Additionally, another article published in Fertility and Sterility by Peterson, et al. has demonstrated that stress impacts semen samples; therefore, decreasing the stress of both partners during treatment could increase the pregnancy success rates for providers.

These two factors alone indicate it is in fertility clinics’ best interest to invest in improving the patient experience during treatment.

So, what can we do to provide a better experience for patients?

Communication should be one of the key objectives. It is easy for patients to feel overwhelmed by the plethora of information they receive, including the price tag involved. Several insurance plans do not cover fertility treatment, so many patients are paying out of pocket for treatment. Other than a house, car, or college, fertility treatment could be the biggest expense of a patient’s life. They should feel like they are receiving the individual experience and attention they are paying for; patients need to know that their voices are heard.

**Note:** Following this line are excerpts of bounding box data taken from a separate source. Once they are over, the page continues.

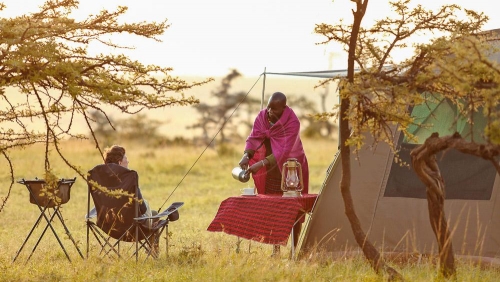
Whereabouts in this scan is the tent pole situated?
[260,67,266,110]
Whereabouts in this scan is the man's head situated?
[104,145,128,167]
[267,92,286,123]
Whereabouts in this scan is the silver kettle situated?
[232,166,250,183]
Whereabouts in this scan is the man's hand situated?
[245,160,266,175]
[238,153,250,170]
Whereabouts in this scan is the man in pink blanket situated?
[239,92,309,253]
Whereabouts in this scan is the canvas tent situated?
[301,95,500,258]
[266,46,500,263]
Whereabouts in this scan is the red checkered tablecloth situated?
[207,194,318,245]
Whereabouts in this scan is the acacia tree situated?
[0,0,211,211]
[315,0,500,279]
[188,69,259,145]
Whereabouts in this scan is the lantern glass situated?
[285,167,299,190]
[281,158,304,197]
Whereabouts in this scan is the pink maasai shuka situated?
[245,106,309,194]
[207,194,318,245]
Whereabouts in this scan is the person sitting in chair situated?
[89,145,157,255]
[104,145,158,228]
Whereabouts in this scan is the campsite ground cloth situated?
[207,194,318,245]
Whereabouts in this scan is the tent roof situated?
[263,69,350,78]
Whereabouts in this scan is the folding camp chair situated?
[86,164,184,261]
[12,177,83,262]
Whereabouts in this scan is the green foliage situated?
[315,0,500,150]
[0,0,211,192]
[188,70,259,145]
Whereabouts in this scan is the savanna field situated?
[0,139,500,281]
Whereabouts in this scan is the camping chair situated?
[12,177,83,262]
[86,164,184,261]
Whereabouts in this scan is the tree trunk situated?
[339,0,403,280]
[411,133,500,277]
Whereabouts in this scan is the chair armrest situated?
[134,202,184,220]
[85,207,97,219]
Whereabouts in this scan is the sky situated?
[0,0,500,77]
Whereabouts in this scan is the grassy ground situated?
[0,140,500,281]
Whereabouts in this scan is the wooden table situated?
[207,194,318,246]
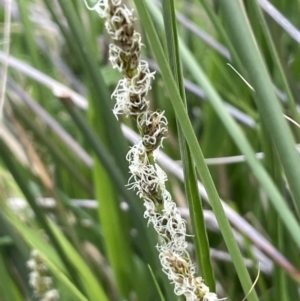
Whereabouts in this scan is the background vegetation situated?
[0,0,300,301]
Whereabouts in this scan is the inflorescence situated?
[27,250,59,301]
[87,0,218,301]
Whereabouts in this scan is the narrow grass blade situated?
[220,0,300,216]
[163,0,215,291]
[135,1,258,301]
[0,139,80,287]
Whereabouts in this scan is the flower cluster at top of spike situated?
[27,250,59,301]
[85,0,218,301]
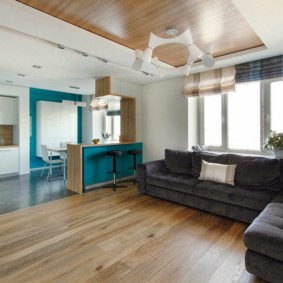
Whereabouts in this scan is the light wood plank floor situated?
[0,186,264,283]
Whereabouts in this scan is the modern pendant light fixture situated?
[132,27,215,77]
[89,97,108,111]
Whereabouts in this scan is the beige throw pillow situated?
[199,160,237,186]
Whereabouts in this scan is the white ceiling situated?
[0,0,283,94]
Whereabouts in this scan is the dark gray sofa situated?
[137,149,283,282]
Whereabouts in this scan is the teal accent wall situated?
[83,143,142,187]
[30,88,82,169]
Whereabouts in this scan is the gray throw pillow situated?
[165,149,193,174]
[235,157,280,191]
[192,151,228,177]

Before college, I used to work in professional theater. When in a production, actors may perform the same show six to ten times a week for months or even years. The best actors go into each performance with the same energy as their first time. Even though this may be their hundredth time performing, it is the audience’s first time seeing the show and they paid just as much for their ticket as those on opening night; the same rings true for fertility treatment. For the clinic, this could be their thousandth IUI or IVF, but this is most likely the first experience that a patient may have in the fertility world. They are going to have questions and they want to be able to get those answers quickly and accurately.

By providing great patient experiences, practices gain patient loyalty and will become the provider of choice in their area. When a patient has a good experience, they spread the word, which will bring in even more patients. Word of mouth is the most inexpensive and typically the most effective type of marketing there is. Practices that provide a quality experience will attract new patients. Also, if a clinic can prevent just one couple from discontinuing their IVF treatment by focusing more on the patient experience, they would gain thousands of dollars in revenue a year.

Going through the process of infertility treatment will never be easy, but by focusing on the patient experience, we can make it better.